Excel in the IRIS .xls world
Working with files often starts off simple. open the file, read, and process. That approach works perfectly well, until the file happens to be an Excel file.
A Common Assumption
At first, an Excel file (.xlsx) looks like just another data file, rows, columns and values. nothing unusual. So it's natural to assume it can be read the same way as a .txt ot .csv file. But that's where things start to break.
Why Excel files behave differently
The key difference is how the data is stored:
-> .txt / .csv - plain text, line-by-line.
-> .xlsx - compressed, structured format (not plain text)
An excel file is not actually a simple stream of readable lines. Internally, it is a packaged file that contains structured data, which the standard file-reading commands are not designed to interpret.
What happens if you treat it like a text file?
- Errors during execution
- Output that looks unreadable
Something important --> This is not a limitation, it is a mismatch between the tool and the file format.
Practical ways to handle
Instead of using only the text based approach, there are better options,
- Convert to CSV
- Embedded Python (libraries like pandas or openpyxl)
- IRIS Interoperability tools
If anybody here have worked with Excel files in IRIS or have a different approach that works well, feel free to share. :)

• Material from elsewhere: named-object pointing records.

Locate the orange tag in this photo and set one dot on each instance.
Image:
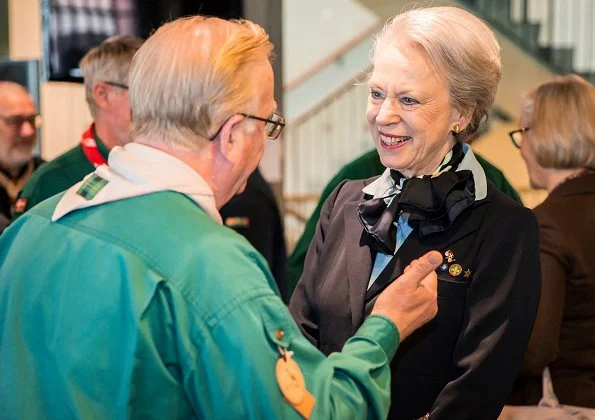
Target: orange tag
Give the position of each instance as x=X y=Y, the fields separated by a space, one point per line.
x=20 y=205
x=293 y=386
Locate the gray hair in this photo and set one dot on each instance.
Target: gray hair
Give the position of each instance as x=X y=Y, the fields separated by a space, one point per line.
x=109 y=61
x=462 y=48
x=192 y=74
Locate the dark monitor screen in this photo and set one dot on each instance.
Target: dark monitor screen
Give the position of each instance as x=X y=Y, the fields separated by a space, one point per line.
x=73 y=27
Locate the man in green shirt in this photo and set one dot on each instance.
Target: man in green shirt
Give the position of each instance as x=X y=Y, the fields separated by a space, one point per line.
x=364 y=167
x=105 y=70
x=126 y=297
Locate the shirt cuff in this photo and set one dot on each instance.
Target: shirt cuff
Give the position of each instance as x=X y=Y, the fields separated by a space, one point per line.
x=382 y=330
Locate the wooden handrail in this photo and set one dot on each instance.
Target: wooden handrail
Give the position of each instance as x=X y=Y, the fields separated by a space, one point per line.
x=331 y=58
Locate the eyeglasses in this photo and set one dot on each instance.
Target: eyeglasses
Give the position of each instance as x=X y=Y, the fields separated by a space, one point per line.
x=16 y=121
x=116 y=84
x=517 y=136
x=272 y=128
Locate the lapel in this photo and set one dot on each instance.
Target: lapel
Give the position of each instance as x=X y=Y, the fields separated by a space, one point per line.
x=413 y=247
x=359 y=262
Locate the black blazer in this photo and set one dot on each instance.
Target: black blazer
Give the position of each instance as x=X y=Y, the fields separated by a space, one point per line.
x=462 y=364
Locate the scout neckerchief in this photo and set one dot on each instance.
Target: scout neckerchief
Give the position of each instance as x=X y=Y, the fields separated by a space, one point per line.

Mentioned few examples below.
// Example for Reading excel and storing in a text file
ClassMethod ReadDataToFile() [ Language = python ]
{
#; w ##class(test).ReadDataToFile()
import pandas as pd
import iris
source = r"[input-file-path]\Test.xlsx"
outfile = r"[output-file-path]\Output.txt"
df = pd.read_excel(source)
f = open(outfile, "w", encoding="utf-8")
data = []
for index, row in df.iterrows():
line = " ".join([str(x) for x in row.tolist()])
line = "\t".join(cleaned_values)
f.write(line + "\n")
f.close()
}
/// Example for storing in a global
ClassMethod ReadData() [ Language = python ]
{
#; w ##class(test).ReadData()
import pandas as pd
import iris
source = r"[input-file-path]\Test.xlsx"
df = pd.read_excel(source)
g = iris.gref("^zReadFile")
for index, row in df.iterrows():
cleaned_values = [str(x).replace("\n", " ").replace("\r", " ") for x in row.tolist()]
line = "\t".join(cleaned_values)
g[jobId,index]=line
}
Comments
If you really want to dig into the structure behind the XLSX files, change the extension on one of them from .xlsx to .zip and you can navigate through the file structure.